A: Because the authors want reads to scale with the number of servers,
so they want to them to execute a server without requiring any
interaction with other servers. This comes at the cost of
consistency: they are allowed to return stale data.

Q: How does linearizability differ from serializability?

A: Serializability is a correctness condition that is typically used for
systems that provide transactions; that is, systems that support
grouping multiple operations into an atomic operations.

Linearizability is typically used for systems without transactions.
When the Zookeeper paper refers to "serializable" in their definition
of linearizability, they just mean a serial order.
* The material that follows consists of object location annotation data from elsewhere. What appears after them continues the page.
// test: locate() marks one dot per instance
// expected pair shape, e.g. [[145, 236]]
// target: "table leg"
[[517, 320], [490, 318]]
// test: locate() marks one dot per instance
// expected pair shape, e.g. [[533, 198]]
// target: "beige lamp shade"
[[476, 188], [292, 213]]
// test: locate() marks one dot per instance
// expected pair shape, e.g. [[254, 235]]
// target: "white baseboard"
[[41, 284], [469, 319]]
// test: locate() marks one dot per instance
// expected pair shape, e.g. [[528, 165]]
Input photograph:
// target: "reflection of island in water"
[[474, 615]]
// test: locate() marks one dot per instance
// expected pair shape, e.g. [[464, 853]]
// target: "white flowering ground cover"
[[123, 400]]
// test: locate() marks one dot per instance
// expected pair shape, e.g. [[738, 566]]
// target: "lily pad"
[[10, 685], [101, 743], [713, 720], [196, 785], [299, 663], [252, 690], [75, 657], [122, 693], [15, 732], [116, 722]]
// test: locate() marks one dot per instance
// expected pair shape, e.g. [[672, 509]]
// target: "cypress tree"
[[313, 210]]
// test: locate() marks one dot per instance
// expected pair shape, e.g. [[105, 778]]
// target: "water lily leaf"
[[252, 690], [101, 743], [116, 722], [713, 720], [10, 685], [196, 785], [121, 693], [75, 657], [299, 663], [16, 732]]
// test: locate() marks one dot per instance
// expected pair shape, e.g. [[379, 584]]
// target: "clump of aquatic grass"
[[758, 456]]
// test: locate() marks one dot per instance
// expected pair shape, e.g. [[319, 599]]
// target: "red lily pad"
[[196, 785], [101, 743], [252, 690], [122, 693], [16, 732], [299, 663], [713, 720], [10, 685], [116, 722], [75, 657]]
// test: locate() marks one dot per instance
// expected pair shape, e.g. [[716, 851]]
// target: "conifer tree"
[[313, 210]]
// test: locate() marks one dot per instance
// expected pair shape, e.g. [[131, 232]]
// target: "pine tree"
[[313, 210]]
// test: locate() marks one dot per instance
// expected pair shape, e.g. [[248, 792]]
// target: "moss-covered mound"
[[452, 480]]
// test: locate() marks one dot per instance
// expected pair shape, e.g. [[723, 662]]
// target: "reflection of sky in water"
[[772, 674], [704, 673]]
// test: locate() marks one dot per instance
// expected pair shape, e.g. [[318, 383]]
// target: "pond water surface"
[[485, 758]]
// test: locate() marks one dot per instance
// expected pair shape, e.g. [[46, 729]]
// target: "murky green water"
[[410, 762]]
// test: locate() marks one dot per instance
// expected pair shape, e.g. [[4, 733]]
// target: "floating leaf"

We talk about serializability in subsequent papers. Here is a blog
post that explains the difference, if you are curious:
http://www.bailis.org/blog/linearizability-versus-serializability/

Although the blog post gives precise definitions, designers are not
that precise when using those terms when they describe their
system, so often you have to glean from the context what
correctness condition the designers are shooting for.

Q: What is pipelining?

Zookeeper "pipelines" the operations in the client API (create,
delete, exists, etc). What pipelining means here is that these
operations are executed asynchronously by clients. The client calls
create, delete, sends the operation to Zookeeper and then returns.
At some point later, Zookeeper invokes a callback on the client that
tells the client that the operation has been completed and what the
results are. This asynchronous interface allow a client to pipeline
many operations: after it issues the first, it can immediately issue a
second one, and so on. This allows the client to achieve high
throughput; it doesn't have to wait for each operation to complete
before starting a second one.

A worry with pipelining is that operations that are in flight might be
re-ordered, which would cause the problem that the authors to talk
about in 2.3. If a the leader has many write operations in flight
followed by write to ready, you don't want those operations to be
re-ordered, because then other clients may observe ready before the
preceding writes have been applied. To ensure that this cannot
happen, Zookeeper guarantees FIFO for client operations; that is the
client operations are applied in the order they have been issued.

Q: What about Zookeeper's use case makes wait-free better than locking?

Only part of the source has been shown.